For the floor, ceramic tile from Walker Zanger resembles soapstone and is similar in shade to the lower cabinets, notes Oliver. On the ceiling, a hand-painted abstract canvas was installed on the ceiling using a commercial adhesive. “It was inspired by a number of painters who painted in Europe at the turn of the 1900s,” explains Oliver. “It includes all of the colors of the kitchen, and pulls the whole room together.”
Indeed, while the design might be a nod to the Old World style, the performance is strictly high-tech. “The kitchen is actually a Smart House,” notes Oliver. There is an undercounter TV that folds up underneath the cabinet, and a CD player. A control system automates the audio, video and lights. “It can control the room’s climate, open and shut the drapes, and more,” she reports.
While Melinda Schmidt, owner of Fremdling Design Group, LLC in Pasadena, typically does traditional designs, she wanted to give the chef’s bedroom and bath the feeling of today. “I didn’t want a vintage look,” she explains.
A color scheme of chocolate brown, blue and cream is carried from the bedroom into the bath, where she added Jerusalem Gold to the mix.
Instead of doing a long, single cabinet, Schmidt designed a cabinet grouping. “It looks like one piece, but each section has a different function,” she says. The first part is a dressing table that is 17" deep, and includes a custom-designed wood top. The single sink cabinet next to it comes out at 24". “I angled the corners of the countertop to come into the room so you have more ‘dimensionality,’” she notes. “It gives it some nice 45º angles with the cabinets below.”
Though a panel door is featured on the cabinet, “it’s not a traditional recessed panel,” notes Schmidt. “It has a nice beading around the panel, which makes it feel more transitional.”
The countertop on the sink cabinet is hand-made blue ceramic tile from Foothill Tile & Stone, and the Sedona Beige undermount sink from TOTO has detailing around the interior of the sink. Chrome TOTO faucets complement the fixtures.
Open shelves that reach to the ceiling sit on both sides of the sink, with a beveled mirror and sconce in the center. The end of the cabinet also features an 18" storage cabinet that stretches to the ceiling. “It has doors on it for linen storage,” says Schmidt.
The floor is done in Jerusalem Gold stone, with a hand-crafted mosaic in blue, ivory and brown tones at the front of the sink. “That brought a newer flavor to the bathroom, since stone is used a lot now,” notes Schmidt.
A tile backsplash with a border detail travels behind the sink and repeats itself at the dressing table. It continues around to the tub/shower area, and then around the rest of the room. Tile wainscoting is placed under it, all in blue. “It’s all the same blue color used throughout the room, but it varies in the style and pieces,” explains Schmidt. Above the wainscoting, woven silk wallcovering extends to the tile moulding inset at the ceiling.

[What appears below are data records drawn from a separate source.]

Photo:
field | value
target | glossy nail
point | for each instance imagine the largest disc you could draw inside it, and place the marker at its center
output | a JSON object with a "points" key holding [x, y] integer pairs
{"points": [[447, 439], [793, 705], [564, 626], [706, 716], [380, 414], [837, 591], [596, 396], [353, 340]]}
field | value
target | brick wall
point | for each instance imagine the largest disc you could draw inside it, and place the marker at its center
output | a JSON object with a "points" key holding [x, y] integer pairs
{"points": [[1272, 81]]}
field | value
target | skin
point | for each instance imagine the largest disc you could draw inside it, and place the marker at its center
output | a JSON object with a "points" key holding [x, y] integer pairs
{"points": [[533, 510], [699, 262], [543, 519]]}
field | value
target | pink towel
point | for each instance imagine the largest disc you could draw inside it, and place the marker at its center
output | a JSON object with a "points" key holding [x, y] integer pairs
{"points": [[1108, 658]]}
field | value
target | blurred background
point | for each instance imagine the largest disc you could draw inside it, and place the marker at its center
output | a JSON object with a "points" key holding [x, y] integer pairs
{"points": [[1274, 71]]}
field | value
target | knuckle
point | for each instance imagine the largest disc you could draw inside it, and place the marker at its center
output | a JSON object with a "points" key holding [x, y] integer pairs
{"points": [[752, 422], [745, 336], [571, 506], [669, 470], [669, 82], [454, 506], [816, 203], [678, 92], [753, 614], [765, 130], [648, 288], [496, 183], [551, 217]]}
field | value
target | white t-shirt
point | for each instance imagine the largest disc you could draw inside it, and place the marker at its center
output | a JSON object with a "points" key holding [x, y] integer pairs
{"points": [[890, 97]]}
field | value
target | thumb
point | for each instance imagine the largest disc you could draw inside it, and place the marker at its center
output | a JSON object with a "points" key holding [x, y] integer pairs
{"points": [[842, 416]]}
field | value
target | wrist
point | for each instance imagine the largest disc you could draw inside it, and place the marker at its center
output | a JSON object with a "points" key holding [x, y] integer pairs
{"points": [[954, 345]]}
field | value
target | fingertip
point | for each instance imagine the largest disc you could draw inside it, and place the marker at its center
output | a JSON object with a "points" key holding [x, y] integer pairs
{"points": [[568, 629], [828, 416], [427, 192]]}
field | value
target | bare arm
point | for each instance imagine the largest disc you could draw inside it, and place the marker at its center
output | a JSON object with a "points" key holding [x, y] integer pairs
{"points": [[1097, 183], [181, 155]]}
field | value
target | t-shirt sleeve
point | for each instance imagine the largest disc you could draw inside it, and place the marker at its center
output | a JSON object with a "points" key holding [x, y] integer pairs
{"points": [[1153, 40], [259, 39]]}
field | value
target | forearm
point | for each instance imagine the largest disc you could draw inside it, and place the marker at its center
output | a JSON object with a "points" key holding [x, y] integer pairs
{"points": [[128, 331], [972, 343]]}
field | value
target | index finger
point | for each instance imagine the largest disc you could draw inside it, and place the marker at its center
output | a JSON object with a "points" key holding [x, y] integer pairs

Rather than use a traditional tub, a Roman tub was built out of tile. “Not only are the front and sides of the tub tile, but the interior walls are tiles, as well,” she relates. The tub sits approximately 19" off the ground, and features a 6" ledge that goes all the way around.
“I inset tiles on the front of the tub in blue, surrounded by the Jerusalem Gold stone.
The inside of the tub is all blue tile to give it kind of a watery feel,” Schmidt offers.
The shower walls are Jerusalem Gold stone to the ceiling, done without grout joints to give it a smooth appearance. The tub also features a sloped back for comfort, Schmidt points out, as well as a frameless glass enclosure.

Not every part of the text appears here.